One hundred sixty-three subjects underwent measurements of OBP, HBP, ABP, and echocardiography. A physician using a mercury-column sphygmomanometer performed three OBP measurements. The ABP was recorded using a noninvasive ambulatory monitor (mean, 35.4 awake readings per subject). Participants took HBP readings with an automatic, oscillometric device over a 10-week period (mean, 277.9 readings per subject). The left-ventricular mass index (LVMI) was calculated from measurements obtained from two-dimensionally guided M-mode or linear tracings on echocardiography.

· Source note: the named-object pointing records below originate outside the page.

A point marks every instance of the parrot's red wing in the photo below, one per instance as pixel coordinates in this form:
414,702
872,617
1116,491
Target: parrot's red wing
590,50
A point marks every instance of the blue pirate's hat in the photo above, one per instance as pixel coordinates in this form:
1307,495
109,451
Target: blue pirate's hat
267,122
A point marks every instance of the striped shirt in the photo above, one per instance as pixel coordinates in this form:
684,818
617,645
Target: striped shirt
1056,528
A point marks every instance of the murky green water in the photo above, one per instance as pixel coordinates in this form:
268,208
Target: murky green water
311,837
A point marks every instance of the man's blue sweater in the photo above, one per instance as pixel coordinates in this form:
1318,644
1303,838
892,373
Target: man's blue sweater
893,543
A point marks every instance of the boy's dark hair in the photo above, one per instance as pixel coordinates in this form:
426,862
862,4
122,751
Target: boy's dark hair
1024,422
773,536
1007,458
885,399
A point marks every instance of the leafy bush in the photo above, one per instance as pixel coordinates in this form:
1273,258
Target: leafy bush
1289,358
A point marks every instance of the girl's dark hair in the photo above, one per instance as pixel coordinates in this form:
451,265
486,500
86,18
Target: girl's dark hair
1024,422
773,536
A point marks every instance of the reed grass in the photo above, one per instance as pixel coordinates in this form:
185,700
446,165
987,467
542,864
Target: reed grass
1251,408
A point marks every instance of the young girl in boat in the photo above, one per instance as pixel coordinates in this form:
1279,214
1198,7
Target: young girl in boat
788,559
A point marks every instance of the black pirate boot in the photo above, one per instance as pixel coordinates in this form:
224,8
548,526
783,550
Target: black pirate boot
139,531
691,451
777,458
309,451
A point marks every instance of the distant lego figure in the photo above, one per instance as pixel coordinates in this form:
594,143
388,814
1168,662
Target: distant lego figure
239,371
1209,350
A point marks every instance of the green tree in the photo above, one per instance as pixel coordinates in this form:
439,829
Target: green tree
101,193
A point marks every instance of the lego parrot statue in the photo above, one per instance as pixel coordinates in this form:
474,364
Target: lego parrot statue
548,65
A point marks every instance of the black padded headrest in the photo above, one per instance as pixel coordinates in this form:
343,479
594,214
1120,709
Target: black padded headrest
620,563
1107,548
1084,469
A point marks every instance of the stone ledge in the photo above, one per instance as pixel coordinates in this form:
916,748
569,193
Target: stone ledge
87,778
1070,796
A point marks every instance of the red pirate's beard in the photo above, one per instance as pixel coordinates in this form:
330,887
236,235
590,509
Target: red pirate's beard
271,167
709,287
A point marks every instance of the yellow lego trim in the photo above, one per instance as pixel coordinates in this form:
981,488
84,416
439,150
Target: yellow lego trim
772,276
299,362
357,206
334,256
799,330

For systolic and diastolic blood pressures (SBP/DBP), the correlation coefficients of the LVMI with OBP, awake ABP, and HBP were 0.29/0.27, 0.41/0.26, and 0.47/0.35, respectively (all P < .01). In a multivariate regression analysis in which age, sex, body mass index, OBP, awake ABP, and HBP were included, only age, sex, and HBP were significant predictors of LVMI. When only the first 12 home readings were used, the superiority of HBP was no longer evident.


In contrast to OBP and ABP, HBP measurements, when averaged over a 10-week period, are independently related to LVMI. The HBP adds prognostic information over and above OBP and ABP in the prediction of cardiovascular end-organ damage, but this relationship appears to depend on the number of readings taken.